Implementation: Automated Ingestion Worker

Overview

This document records the implementation of Issue #7: adding an automated worker loop to drain queued ingestion jobs.

app/services/ingestion.py:
Centralized the ingestion execution logic by moving execute_job and _log_ingestion_stage from the admin router into IngestionService.
Injected dependencies (hybrid_ingestion_service, embedding_service, pinecone_adapter) into the IngestionService constructor to avoid circular imports.
app/core/dependencies.py:
Updated the ingestion_service provider to pass the newly required dependencies.
app/api/routers/admin.py:
Removed ingestion execution logic. Now delegates to ingestion_service.execute_job.
app/services/background_jobs.py:
Added an asynchronous function drain_queued_ingestion_jobs.
Configured APScheduler to run this function every 30 seconds.
Used an atomic UPDATE condition (status = 'queued') to prevent double-dispatch of the same job.
Handled the execution of the blocking execute_job via asyncio.get_running_loop().run_in_executor so the main FastAPI event loop remains responsive.
Added robust logging to track worker pickups, claims, and errors.
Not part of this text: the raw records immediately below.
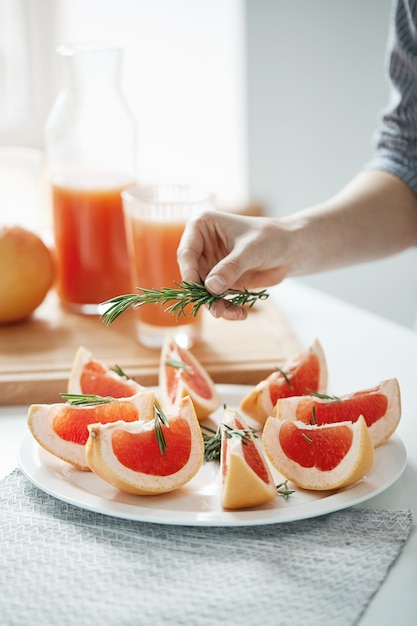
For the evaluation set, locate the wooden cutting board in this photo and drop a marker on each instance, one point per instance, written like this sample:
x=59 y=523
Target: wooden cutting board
x=36 y=356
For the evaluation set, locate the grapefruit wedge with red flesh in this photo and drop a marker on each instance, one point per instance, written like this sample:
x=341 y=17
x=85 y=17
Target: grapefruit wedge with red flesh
x=246 y=480
x=380 y=407
x=181 y=374
x=304 y=373
x=319 y=457
x=62 y=428
x=129 y=456
x=91 y=376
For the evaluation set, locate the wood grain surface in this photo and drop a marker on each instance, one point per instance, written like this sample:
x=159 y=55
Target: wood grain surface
x=36 y=356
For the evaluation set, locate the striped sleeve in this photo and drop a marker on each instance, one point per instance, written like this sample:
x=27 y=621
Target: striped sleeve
x=396 y=140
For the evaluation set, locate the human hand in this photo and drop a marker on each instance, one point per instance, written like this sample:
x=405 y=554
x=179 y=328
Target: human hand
x=230 y=251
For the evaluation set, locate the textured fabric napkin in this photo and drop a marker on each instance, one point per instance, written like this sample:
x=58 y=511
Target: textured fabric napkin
x=63 y=565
The scheduler wakes up every 30 seconds.
The drain_queued_ingestion_jobs function queries Supabase for the oldest job with status = 'queued'.
If a job is found, it passes the job_id and reference_id to ingestion_service.execute_job running inside a thread-pool executor.
IngestionService.execute_job attempts to claim the job by atomically updating the status from queued to parsing. If the row is no longer queued (e.g. claimed by another worker or a manual dispatch), it returns safely without error.
If claimed successfully, IngestionService processes the ingestion (PDF download, parsing, chunking, embeddings).

End-to-End: A new scrape run can be triggered via POST /scraping/koutoubi/sync. The log will show the worker automatically picking up the generated queued job and processing it.
Double-dispatch prevention: Tested by manually enqueuing jobs and ensuring the atomic update prevents overlap. The max_instances=1 parameter in APScheduler also ensures the task does not overlap itself within the same process.
Manual override: POST /admin/jobs/dispatch continues to work.
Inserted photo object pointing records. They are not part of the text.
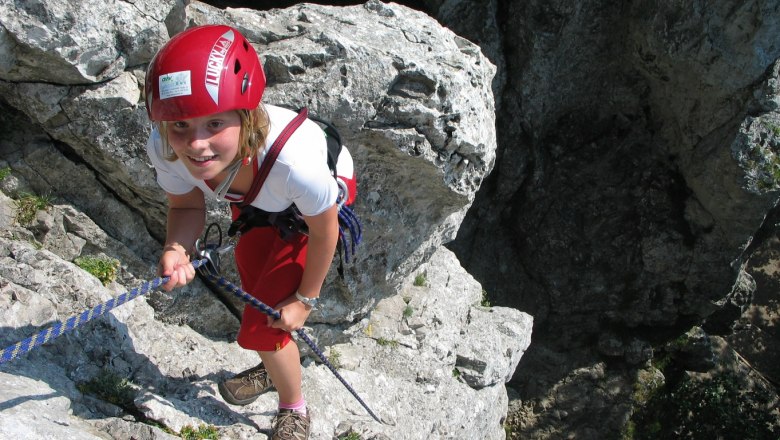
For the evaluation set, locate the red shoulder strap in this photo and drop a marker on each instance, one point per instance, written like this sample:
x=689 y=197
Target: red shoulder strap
x=271 y=156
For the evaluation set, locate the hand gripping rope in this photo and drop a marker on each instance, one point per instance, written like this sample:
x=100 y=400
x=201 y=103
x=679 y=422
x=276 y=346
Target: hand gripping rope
x=42 y=337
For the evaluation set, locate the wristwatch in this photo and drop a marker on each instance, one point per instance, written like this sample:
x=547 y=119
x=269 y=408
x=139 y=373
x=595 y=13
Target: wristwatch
x=308 y=302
Scaling beyond a single process: Since the worker relies on atomic SQL updates for locking, it is mostly safe against concurrent processes, but high concurrency might require a real message queue in the future.
Prolonged job execution: Very long ingestion jobs (e.g., > 500 pages) could block thread pool workers. The thread pool size may need configuration if concurrency increases.